改訂新版 世界大百科事典 「石冠」の意味・わかりやすい解説
石冠 (せっかん)
縄文時代の石器で,〈石冠〉と〈北海道式石冠〉との2群に分かれる。(1)石冠は砂岩質の軟質な石材をていねいに加工した,長さ5~20cmの磨製石器。形態でさらに二大別できる。半円形や方形の台状部に半球状や斧形の頭部がつくものは,文様を陰刻した例が多く,底面がへこむ特徴がある。縄文晩期の中部地方を中心に近畿地方から東北地方に分布し,これを模した土製品はおもに東北地方に分布する。土製品の存在から,儀器として用いたとされる。ほかに台状部と頭部の区別がなく,側面が半円形で断面が三角形をなす石冠がある。

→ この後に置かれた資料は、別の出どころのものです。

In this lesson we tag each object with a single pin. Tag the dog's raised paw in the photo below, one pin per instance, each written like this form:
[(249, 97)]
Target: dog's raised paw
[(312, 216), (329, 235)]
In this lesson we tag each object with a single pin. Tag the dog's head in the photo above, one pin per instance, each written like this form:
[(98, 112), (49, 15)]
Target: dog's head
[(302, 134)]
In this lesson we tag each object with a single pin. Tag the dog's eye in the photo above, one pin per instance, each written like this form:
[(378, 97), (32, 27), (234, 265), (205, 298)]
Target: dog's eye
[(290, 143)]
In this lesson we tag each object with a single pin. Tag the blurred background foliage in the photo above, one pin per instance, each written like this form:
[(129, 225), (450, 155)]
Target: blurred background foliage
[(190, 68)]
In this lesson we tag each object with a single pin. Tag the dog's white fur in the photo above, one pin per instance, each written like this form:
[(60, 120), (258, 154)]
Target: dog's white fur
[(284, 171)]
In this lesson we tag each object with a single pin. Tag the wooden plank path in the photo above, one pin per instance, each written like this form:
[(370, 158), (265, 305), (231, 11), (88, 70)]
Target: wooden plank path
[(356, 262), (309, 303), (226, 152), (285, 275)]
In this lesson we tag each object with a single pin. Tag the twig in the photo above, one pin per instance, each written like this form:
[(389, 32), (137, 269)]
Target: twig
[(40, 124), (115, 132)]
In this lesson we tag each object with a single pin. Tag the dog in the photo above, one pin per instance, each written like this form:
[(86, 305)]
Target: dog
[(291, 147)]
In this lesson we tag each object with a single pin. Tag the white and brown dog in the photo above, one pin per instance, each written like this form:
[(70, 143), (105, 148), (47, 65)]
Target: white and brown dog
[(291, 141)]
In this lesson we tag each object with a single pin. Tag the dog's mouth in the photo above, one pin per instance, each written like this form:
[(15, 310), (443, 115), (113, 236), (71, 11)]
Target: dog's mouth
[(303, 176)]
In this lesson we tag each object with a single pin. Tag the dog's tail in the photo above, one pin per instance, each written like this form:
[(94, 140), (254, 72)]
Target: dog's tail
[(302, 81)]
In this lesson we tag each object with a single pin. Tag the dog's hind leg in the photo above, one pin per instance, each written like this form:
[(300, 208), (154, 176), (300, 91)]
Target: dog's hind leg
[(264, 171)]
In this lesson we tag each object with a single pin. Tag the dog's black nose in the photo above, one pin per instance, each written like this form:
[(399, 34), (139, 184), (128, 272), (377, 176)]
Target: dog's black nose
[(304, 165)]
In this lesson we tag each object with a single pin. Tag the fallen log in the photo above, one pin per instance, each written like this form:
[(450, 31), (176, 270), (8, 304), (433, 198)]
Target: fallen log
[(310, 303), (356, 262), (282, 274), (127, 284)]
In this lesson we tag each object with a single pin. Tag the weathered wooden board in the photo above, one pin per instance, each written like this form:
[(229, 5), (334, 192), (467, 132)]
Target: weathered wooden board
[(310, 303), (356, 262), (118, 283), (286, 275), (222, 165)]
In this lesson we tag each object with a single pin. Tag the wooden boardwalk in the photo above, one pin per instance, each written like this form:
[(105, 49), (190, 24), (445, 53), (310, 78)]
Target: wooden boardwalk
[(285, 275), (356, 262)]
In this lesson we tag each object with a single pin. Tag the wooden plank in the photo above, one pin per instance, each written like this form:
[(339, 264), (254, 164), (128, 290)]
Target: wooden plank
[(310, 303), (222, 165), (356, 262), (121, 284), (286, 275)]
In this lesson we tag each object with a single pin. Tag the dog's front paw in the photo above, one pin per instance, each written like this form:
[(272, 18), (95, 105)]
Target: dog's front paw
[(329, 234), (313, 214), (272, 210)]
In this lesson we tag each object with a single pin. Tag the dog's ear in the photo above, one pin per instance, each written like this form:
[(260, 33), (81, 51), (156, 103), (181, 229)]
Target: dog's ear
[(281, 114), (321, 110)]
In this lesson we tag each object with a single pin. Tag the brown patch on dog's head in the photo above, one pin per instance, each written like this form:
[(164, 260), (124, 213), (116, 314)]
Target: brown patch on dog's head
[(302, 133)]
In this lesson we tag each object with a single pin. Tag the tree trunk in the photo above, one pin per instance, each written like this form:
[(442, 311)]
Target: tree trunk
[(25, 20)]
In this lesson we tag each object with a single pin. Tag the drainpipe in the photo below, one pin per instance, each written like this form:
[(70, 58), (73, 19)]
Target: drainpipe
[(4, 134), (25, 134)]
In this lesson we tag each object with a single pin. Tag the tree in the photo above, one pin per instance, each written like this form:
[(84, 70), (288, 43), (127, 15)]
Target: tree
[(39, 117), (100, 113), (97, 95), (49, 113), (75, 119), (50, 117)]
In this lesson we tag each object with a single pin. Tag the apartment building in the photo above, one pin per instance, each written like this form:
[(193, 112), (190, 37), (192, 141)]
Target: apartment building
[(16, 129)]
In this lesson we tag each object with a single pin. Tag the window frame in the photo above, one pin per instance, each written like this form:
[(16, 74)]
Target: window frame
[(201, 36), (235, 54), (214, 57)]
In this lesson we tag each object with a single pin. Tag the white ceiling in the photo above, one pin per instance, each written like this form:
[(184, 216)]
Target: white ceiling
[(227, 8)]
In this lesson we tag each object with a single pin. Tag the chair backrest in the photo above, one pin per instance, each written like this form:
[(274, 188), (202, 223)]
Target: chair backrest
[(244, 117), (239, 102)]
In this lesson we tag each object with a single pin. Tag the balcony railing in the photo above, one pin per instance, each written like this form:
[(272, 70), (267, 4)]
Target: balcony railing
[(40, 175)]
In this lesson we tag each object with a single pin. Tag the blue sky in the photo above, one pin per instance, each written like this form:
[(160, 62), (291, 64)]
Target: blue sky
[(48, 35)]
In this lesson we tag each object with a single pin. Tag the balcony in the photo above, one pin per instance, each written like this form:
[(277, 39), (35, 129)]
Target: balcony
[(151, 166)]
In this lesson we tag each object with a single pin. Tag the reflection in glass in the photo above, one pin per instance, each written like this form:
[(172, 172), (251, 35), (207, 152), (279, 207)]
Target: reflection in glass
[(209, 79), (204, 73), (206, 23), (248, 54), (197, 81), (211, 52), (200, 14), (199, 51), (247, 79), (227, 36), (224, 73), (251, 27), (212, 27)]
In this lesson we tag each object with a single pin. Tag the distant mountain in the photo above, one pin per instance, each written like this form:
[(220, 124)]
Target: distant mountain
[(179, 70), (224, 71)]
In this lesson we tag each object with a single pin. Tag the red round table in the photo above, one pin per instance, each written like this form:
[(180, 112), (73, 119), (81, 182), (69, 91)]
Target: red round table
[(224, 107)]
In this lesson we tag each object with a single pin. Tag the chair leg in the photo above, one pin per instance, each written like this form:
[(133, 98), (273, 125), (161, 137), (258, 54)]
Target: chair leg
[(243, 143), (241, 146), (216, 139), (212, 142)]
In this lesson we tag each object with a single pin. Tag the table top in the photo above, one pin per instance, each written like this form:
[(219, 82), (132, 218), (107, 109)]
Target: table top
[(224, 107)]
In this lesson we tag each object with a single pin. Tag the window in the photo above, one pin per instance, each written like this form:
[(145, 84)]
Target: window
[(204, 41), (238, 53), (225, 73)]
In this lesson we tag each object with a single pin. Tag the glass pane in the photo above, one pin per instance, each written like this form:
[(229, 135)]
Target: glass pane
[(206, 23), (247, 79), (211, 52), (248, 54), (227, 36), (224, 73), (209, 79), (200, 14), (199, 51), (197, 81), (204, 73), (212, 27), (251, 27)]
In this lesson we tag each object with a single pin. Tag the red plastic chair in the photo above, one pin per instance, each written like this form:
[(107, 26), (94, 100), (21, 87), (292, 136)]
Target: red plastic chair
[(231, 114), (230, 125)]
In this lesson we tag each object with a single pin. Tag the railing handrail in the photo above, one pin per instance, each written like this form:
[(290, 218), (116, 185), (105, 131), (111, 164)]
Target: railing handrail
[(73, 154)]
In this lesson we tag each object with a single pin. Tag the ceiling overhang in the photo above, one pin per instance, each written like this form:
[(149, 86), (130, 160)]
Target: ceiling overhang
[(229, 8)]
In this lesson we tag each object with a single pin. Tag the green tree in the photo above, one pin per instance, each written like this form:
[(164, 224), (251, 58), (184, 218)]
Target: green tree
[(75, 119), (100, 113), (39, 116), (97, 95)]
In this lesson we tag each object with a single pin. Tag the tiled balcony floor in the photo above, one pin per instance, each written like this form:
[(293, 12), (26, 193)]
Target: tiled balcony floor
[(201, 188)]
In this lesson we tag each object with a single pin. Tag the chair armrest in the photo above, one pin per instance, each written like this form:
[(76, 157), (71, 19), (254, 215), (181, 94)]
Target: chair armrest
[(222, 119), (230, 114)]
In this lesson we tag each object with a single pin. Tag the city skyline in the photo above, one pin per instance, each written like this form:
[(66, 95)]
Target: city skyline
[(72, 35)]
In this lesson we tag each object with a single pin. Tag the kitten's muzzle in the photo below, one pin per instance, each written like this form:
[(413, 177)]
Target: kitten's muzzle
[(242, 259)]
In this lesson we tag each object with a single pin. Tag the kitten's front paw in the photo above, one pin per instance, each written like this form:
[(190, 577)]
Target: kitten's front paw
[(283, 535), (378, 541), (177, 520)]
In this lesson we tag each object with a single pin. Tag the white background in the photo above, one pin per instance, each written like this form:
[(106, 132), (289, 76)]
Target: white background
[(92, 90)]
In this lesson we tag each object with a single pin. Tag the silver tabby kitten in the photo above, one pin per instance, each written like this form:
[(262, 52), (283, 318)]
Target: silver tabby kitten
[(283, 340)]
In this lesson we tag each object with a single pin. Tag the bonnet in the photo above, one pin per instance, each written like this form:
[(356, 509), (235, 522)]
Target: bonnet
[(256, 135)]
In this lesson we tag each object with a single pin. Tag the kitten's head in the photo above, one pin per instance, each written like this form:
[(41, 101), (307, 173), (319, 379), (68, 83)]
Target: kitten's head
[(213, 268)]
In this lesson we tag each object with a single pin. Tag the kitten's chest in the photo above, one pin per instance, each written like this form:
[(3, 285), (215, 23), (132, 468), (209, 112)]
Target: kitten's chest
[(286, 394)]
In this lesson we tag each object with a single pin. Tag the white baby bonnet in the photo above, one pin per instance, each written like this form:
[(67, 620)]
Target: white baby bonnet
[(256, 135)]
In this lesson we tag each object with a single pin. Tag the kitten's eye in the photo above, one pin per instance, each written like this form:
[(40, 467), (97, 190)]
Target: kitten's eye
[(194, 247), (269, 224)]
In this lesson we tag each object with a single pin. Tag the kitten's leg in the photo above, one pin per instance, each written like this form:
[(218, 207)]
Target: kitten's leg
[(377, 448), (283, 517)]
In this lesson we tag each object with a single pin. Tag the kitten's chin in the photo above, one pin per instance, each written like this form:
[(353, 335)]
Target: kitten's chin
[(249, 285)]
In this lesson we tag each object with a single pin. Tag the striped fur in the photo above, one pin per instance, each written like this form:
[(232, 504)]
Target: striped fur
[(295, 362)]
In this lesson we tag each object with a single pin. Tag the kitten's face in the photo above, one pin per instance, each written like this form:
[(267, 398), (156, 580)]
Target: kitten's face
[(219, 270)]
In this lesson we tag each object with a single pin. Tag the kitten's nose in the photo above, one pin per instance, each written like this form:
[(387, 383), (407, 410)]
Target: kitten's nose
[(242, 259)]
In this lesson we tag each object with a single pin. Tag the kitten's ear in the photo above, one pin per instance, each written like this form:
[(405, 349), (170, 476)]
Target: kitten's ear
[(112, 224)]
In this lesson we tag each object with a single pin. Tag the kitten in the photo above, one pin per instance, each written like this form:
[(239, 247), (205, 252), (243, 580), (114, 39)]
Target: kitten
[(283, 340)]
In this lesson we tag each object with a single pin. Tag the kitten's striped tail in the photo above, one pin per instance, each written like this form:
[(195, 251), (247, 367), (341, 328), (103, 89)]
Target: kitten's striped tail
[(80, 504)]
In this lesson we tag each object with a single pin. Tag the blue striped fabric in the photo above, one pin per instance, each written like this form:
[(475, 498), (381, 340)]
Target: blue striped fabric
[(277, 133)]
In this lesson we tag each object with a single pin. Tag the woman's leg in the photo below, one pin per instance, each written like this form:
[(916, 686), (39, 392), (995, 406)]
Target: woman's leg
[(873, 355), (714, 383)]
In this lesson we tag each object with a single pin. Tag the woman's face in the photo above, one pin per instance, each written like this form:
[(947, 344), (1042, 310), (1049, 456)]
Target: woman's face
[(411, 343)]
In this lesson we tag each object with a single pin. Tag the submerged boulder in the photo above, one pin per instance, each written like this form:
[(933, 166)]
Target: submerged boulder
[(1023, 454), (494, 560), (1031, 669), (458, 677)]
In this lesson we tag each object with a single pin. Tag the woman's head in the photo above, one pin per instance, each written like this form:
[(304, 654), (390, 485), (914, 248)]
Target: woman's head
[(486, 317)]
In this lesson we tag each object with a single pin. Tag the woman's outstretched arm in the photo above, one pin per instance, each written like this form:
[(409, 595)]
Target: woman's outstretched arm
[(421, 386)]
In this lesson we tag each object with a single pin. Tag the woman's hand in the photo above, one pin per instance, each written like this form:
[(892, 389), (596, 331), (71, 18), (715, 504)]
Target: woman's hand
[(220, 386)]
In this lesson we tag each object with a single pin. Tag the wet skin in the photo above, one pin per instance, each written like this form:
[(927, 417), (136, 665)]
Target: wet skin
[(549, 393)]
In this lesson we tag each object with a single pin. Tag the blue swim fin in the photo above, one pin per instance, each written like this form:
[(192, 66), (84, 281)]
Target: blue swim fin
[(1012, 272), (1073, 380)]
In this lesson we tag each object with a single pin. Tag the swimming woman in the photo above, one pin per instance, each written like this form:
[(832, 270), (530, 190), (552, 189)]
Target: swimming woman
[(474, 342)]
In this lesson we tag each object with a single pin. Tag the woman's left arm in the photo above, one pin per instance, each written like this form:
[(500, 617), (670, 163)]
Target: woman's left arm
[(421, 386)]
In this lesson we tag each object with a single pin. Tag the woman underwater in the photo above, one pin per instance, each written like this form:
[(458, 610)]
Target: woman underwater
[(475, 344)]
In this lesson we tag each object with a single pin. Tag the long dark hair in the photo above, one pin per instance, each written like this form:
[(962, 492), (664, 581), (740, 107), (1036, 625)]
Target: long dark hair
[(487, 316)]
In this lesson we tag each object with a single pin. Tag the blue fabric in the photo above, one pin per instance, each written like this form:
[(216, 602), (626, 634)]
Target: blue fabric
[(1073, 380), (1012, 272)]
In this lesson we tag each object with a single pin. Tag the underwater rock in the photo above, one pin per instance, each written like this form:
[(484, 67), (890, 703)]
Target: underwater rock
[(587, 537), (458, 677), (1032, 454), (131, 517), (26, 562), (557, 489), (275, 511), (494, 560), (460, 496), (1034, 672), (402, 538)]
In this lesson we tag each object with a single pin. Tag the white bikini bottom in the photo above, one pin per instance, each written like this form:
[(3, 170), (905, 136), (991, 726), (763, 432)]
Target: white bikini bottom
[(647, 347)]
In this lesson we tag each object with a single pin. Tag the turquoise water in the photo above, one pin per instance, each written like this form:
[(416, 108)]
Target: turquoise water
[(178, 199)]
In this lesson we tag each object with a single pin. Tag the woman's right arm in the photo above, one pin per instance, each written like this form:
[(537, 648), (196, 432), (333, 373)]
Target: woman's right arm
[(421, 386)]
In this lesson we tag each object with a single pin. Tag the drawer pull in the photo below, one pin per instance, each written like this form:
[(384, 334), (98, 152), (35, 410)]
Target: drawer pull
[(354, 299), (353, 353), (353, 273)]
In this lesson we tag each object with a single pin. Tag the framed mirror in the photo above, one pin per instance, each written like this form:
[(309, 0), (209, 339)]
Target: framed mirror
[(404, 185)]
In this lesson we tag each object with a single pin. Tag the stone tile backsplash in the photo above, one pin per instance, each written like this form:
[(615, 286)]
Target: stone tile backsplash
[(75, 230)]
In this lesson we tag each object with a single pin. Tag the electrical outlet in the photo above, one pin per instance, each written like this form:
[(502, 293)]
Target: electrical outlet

底面が平たんでかつ文様をもつ例が少なく,磨石(すりいし)の一種とも,その儀器化したものとも考えられ,出現は中期にさかのぼるという。分布は中部地方が中心である。(2)北海道式石冠は形態が石冠に似るものの,石英粗面岩など硬質の石材で粗雑に作られた縄文時代早・前期の石器である。底面に敲打痕や磨滅痕があり,石杵のような用途をもつ。